The release of More Bad News, the third album by Philadelphia-based Broadside Electric, is wonderful news for any fan of electric folk music. This trio of musicians manages to blend electric instruments in with acoustic ones without turning their music into folk-rock. Their sound is darkly brooding and almost timeless, because they draw on such a wide variety of sources for inspiration.

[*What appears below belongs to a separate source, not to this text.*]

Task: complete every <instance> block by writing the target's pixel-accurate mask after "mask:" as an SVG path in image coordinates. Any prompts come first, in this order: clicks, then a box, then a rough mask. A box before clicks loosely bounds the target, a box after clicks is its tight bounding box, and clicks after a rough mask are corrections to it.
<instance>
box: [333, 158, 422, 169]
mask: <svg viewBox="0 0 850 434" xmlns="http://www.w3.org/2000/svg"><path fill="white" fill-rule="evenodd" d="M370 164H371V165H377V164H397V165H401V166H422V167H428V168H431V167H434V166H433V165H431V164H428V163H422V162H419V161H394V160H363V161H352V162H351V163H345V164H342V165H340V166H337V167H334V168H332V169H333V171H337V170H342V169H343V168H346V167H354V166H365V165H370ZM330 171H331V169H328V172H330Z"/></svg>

The album is comprised of a number of Child Ballads (or versions thereof), a Woody Guthrie song, and Irish folk song, a French song, and tunes from France, Bulgaria, Ireland, Shetland, and Macedonia. This fluency in such a variety of musical traditions makes their songs seem like they could have come from anywhere. Their sound is distinctly their own, inspired by many sources and yet indebted to none. Following good tradition, almost all the songs on the album are bloody and depressing. Hence the title. Well, all except one - "Lord Bateman"; but in the liner notes they apologize: "There is a happy ending, but we think it's a good song anyway." But don't worry, two of the other ballads, "Babylon" (Child #14) and "Sheath and Knife"(Child #16), more than make up for the happy ending of "Lord Bateman." "Babylon" is the story of a robber who goes about his daily murderous business, only discovering the identity of his victims after the fact. "Sheath and Knife" is the story of a brother and sister who get into trouble, and get out the ugly way. The death count is much lower, but the circumstances are quite a bit more sick and twisted. Nevertheless, it is still quite a beautiful song. There are also a few songs that are just a lot of fun, like "As I Roved Out," an Irish song which describes in detail yet another reason not to have casual sex, and the French song and tune set "J'ai V le Loup" (with "J'ai V le Loup, le Reynard, et la Bellette," put together because of the name), which just makes you want to get up and dance.